West Baden Springs Hotel

West Baden Springs Hotel

🏨 hotel

West Baden Springs, Indiana ยท Est. 1902

TLDR

Eleven unsigned angels painted between 1902 and 1918 hide in a chamber atop West Baden's 200-foot dome. Thirty-nine Jesuits are buried here.

The Full Story

At the crown of the 200-foot dome at West Baden Springs Hotel, tucked into a drum-shaped chamber that nobody noticed for decades, eleven angels stare out from peeling oil paint. Eight are painted on steel. Three are on the wooden ceiling. The earliest graffiti scratched over them dates to 1918, which means the angels were painted between 1902 and 1918 by somebody who climbed an external ladder and dropped through a roof hatch to do it. They left no signature. Nobody knows for sure who they were.

The hotel was marketed as the Eighth Wonder of the World when it opened on September 15, 1902, and for a decade it was. Architect Harrison Albright designed it. Bridge engineer Oliver Westcott designed the dome. Lee Wiley Sinclair had acquired the property in 1888 and pushed through the 1902 rebuild in 270 days at a cost of $414,000. The 200-foot free-spanning dome was the largest in the world until Breslau's Centennial Hall surpassed it in 1913, and it held the U.S. record for free-spanning domes until 1955. The resort was built to sell mineral spring water, marketed under the name Sprudel Water with a little elf mascot. It had an opera house, its own orchestra, a theater, a double-deck pony-and-bicycle track, and a casino that drew the rich and the criminal in equal measure.

Al Capone visited every year through the 1920s with his bodyguards. The French Lick Springs Hotel down the road turned him away; West Baden rented him rooms. Prohibition-era illegal gambling operated openly inside the dome. Diamond Jim Brady came. So did boxers John L. Sullivan and James J. Corbett. Major league baseball teams, including the Reds, the Cubs, and the Pirates, held spring training on the grounds.

The Great Depression broke the hotel. In 1934 owner Ed Ballard, who was not Catholic, donated the entire property to the Society of Jesus. The Jesuits cemented the mineral springs shut and turned the resort into West Baden College, a seminary that ran from 1934 to 1964. Thirty-nine priests died during those decades and are buried in the cemetery on the grounds.

The Angel Room went undiscovered until the 1990s renovation. For decades the prevailing theory was that a seminarian painted the angels and died before signing them, which is the romantic version. The Dejaco brothers theory, from French Lick Resort's own historical research, is more likely: Fred, Frank, Louis, and Charles Dejaco ran a Cincinnati mural firm that specialized in church commissions, had family ties through marriage to the Cassini family who laid the atrium's 1917 terrazzo floor, and per the historical record slept up there with their gold paint during months-long jobs. Either way, somebody crawled into the apex of the dome and painted eleven angels and told no one.

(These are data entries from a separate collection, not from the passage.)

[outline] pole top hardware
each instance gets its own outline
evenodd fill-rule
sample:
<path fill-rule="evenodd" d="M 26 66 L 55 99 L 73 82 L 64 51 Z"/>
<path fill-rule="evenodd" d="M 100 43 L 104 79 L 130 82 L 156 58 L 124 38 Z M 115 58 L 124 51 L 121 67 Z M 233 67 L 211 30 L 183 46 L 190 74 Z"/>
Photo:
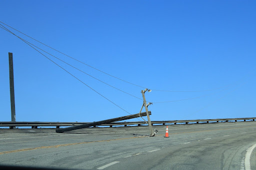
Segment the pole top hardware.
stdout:
<path fill-rule="evenodd" d="M 148 102 L 148 104 L 146 105 L 146 107 L 148 107 L 150 105 L 152 105 L 152 104 L 153 104 L 153 103 Z"/>
<path fill-rule="evenodd" d="M 152 90 L 150 90 L 150 89 L 145 89 L 145 90 L 144 90 L 144 91 L 143 91 L 143 92 L 144 93 L 145 93 L 146 92 L 146 91 L 148 91 L 148 92 L 151 92 Z"/>

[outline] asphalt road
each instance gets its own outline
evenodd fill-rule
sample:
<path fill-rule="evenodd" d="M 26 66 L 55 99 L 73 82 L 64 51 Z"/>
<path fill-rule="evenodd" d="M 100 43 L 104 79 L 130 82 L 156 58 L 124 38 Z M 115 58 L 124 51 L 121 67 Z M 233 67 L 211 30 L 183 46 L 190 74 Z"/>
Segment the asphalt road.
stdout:
<path fill-rule="evenodd" d="M 0 129 L 0 165 L 83 170 L 256 170 L 256 122 Z"/>

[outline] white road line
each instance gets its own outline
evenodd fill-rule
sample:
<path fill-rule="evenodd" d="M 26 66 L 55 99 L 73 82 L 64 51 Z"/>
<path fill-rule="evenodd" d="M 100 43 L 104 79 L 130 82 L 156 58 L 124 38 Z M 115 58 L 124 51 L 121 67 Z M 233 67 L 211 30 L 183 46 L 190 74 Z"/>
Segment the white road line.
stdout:
<path fill-rule="evenodd" d="M 63 137 L 63 136 L 78 136 L 78 135 L 88 135 L 88 134 L 72 134 L 72 135 L 66 135 L 46 136 L 42 136 L 42 137 L 26 137 L 26 138 L 2 138 L 2 139 L 0 139 L 0 140 L 8 140 L 8 139 L 20 139 L 49 138 L 49 137 Z"/>
<path fill-rule="evenodd" d="M 128 157 L 132 157 L 132 155 L 129 155 L 128 156 L 127 156 L 127 157 L 124 157 L 124 158 L 128 158 Z"/>
<path fill-rule="evenodd" d="M 160 149 L 158 149 L 158 150 L 152 150 L 152 151 L 148 151 L 147 152 L 155 152 L 155 151 L 159 151 L 159 150 L 160 150 Z"/>
<path fill-rule="evenodd" d="M 208 139 L 211 139 L 212 138 L 206 138 L 206 139 L 204 139 L 204 140 L 208 140 Z"/>
<path fill-rule="evenodd" d="M 102 166 L 101 167 L 100 167 L 100 168 L 98 168 L 97 169 L 97 170 L 103 170 L 105 168 L 106 168 L 106 167 L 108 167 L 109 166 L 111 166 L 112 165 L 113 165 L 114 164 L 116 164 L 116 163 L 120 163 L 120 162 L 118 162 L 118 161 L 115 161 L 115 162 L 113 162 L 112 163 L 111 163 L 110 164 L 107 164 L 107 165 L 104 165 L 104 166 Z"/>
<path fill-rule="evenodd" d="M 246 125 L 255 125 L 255 123 L 250 123 L 250 124 L 246 124 Z M 243 125 L 245 125 L 244 124 L 242 124 L 242 125 L 219 125 L 219 126 L 211 126 L 210 127 L 223 127 L 223 126 L 243 126 Z M 182 129 L 201 129 L 201 128 L 206 128 L 205 127 L 195 127 L 195 128 L 182 128 L 182 129 L 170 129 L 170 127 L 169 127 L 169 131 L 172 131 L 172 130 L 182 130 Z M 158 131 L 165 131 L 166 130 L 158 130 Z"/>
<path fill-rule="evenodd" d="M 244 158 L 244 166 L 246 167 L 246 170 L 250 170 L 250 155 L 252 155 L 252 151 L 255 148 L 255 147 L 256 147 L 256 144 L 254 144 L 252 145 L 252 146 L 247 150 L 246 158 Z"/>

What visitors report as haunted at West Baden clusters in two areas: the upper floors near where seminarians once lived, and the grounds around the Jesuit cemetery. Footsteps pace empty corridors on the upper levels. Dark shapes move through halls. People describe a heaviness near the cemetery that doesn't lift. None of it rises to a named ghost with a biography; this is a hotel with 39 dead priests buried on-site and a century of gangster traffic, and whatever's here is layered rather than individual. Author Michael Koryta visited the hotel as a ruin at age eight, and eighteen years later he wrote the supernatural novel So Cold the River, which centers on a malevolent force in the area's mineral water. The 2022 film adaptation shot on location at the hotel. After a 75-year closure, the property reopened in June 2007 following a roughly $100 million restoration, and the dome holds its record as one of the strangest pieces of architecture in American hotel history. The angels are still up there. Nobody has scrubbed the graffiti.